子供がいても結婚を認めない?!

2010.1.17

 明朝は更新できないかも知れないので、今日やっておくことにします。military.comによると、戦死した海兵隊員の日本人妻が永住権を得ることなく、日本に帰国しました。

 2008年、イラクに派遣されていた22歳の海兵隊員マイケル・フレスキ三等軍曹(Sgt. Michael Ferschke)は、日本にいるホタル・ナカムラと電話を通じて結婚を行いました。1ヶ月後、マイケルは戦死しました。1950年代の出入国管理法は、女性が妊娠していたとしても、この結婚は完了していないと定めています。ホタル・フレスキの永住ビザ申請は却下され、彼女と1歳の息子マイキー(Mikey)は、テネシーのマリーヴィルにあるマイケルの実家に滞在していましたが、仕事のために沖縄に戻らなければならず、1月4日に発ちました。一家は議会が彼女の永住権を認める法案を通過させることを望んでいましたが、休日のために審議は進展しませんでした。ホタルとマイケルは代理結婚(proxy marriage)を行いました。これは、花嫁と花婿が結婚式のために同じ場所にいることができないケースで行うもので、軍隊で長い歴史を持っています。1940年代に通過した移民法は、米軍兵士の花嫁が移住するのを容易にし、1952年の代理結婚の成立条件は結婚詐欺を防止するように定められました。米軍は戦争で一緒にいられないカップルの代理結婚を認め、海兵隊はフレスキと彼の赤ん坊に遺族給付金を支払っています。しかし、移民を統括する国土安全保障省は移民のための結婚を認めないでしょう。
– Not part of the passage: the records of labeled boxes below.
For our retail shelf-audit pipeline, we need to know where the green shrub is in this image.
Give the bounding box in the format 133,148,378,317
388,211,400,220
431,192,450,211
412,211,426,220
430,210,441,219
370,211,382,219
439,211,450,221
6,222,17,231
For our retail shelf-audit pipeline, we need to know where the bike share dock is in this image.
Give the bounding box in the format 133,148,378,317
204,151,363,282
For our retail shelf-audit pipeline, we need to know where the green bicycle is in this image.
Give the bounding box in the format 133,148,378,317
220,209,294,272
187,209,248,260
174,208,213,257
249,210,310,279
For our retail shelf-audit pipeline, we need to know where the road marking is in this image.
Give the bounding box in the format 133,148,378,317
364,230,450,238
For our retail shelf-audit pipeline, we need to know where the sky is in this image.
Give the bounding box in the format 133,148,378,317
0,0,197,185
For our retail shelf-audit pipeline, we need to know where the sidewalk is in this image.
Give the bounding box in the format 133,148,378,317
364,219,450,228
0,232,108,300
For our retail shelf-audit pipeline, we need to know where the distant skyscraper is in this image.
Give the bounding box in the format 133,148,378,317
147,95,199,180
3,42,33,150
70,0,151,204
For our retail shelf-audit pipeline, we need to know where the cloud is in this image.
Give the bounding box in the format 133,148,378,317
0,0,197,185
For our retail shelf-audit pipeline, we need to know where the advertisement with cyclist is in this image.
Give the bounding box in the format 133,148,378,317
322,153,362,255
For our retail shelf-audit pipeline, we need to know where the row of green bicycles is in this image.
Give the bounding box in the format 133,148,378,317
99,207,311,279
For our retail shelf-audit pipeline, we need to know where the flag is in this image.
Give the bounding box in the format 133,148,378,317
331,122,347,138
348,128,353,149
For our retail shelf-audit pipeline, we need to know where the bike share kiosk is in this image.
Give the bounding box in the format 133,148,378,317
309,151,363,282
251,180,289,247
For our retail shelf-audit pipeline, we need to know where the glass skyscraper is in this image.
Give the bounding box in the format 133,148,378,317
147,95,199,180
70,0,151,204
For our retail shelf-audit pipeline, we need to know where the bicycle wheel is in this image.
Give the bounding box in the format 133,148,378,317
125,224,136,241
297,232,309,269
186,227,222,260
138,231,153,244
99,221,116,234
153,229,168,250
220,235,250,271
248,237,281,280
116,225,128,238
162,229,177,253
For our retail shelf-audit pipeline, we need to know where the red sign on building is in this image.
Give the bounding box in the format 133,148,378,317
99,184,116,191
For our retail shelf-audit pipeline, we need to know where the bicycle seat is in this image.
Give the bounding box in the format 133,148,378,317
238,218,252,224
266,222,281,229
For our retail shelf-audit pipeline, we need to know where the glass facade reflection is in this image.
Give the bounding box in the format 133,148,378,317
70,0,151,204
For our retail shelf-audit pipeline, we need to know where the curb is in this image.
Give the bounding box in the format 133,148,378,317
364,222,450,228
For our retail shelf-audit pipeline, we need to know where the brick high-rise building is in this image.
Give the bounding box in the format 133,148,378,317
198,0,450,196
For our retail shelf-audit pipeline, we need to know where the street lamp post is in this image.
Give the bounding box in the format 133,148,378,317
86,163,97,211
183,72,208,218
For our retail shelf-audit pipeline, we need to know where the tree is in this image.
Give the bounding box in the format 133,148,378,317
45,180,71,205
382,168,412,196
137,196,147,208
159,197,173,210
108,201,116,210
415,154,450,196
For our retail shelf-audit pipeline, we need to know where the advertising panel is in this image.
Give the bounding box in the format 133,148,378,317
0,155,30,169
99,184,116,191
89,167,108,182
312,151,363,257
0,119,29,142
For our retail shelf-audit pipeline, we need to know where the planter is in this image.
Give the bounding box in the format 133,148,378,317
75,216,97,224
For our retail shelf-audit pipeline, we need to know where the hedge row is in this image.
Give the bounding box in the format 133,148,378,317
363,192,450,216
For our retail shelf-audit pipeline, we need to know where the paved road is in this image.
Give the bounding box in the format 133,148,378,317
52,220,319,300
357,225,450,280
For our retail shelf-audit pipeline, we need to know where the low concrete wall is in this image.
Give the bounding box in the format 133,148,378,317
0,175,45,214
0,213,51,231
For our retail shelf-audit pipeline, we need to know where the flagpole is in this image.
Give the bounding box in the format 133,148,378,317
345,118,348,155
 これは日本のメディアが滅多に取り上げない種類のニュースです。アメリカで大きく報じられるのは、過去、海外派遣中の軍人が現地の女性と結婚することが何度もあったからです。特に、最もこの制度を利用したのが日本人女性で、太平洋戦争後に大勢が代理結婚を利用しました。拙著「ウォームービー・ガイド」でも、この問題をテーマにした「サヨナラ」という劇映画を簡単に紹介しましたが、日本人と米兵の結婚がアメリカで問題になったことがあるのです。当時、日本人女性は「かつての敵国の女」であり、米軍人の捕虜を虐待した残虐な日本人と同じだという意見です。しかし、国のために命を賭けて戦った「兵士が結婚したい」と言うのなら認めるべきだという意見も、当然のように出てきます。そこで、結婚の事実があれば、日本人女性が米軍人と共に帰国し、永住権をとることが認められました。こういう場合、海外派遣でカップルが同じ場所にいられない場合、別々の場所から結婚の手続きをとるのが代理結婚です。

 代理結婚は、アメリカのごく一部の州を除いては違法とされています。軍人だけ認める州もあります。結婚後、一緒に生活していないカップルに婚姻を認めると、結婚詐欺などに利用される危険が出てくるので、「現実に一緒に暮らしているか」が結婚の条件になることが多いようです。色々と難しい問題があるので、アメリカには代理結婚に関する面倒な法律上の手続きをサポートする法律事務所があります。

 過去の流れを見る限り、マイケルの結婚を認めるべきだという動きが出てくる可能性は十分にあります。このケースが結婚詐欺ではないことは明らかで、両親も結婚を認め、子供もいるのです。あとは政治的な動きが問題を解決することになります。本人や家族、友人ができる限り政治家に問題をアピールすることが大事です。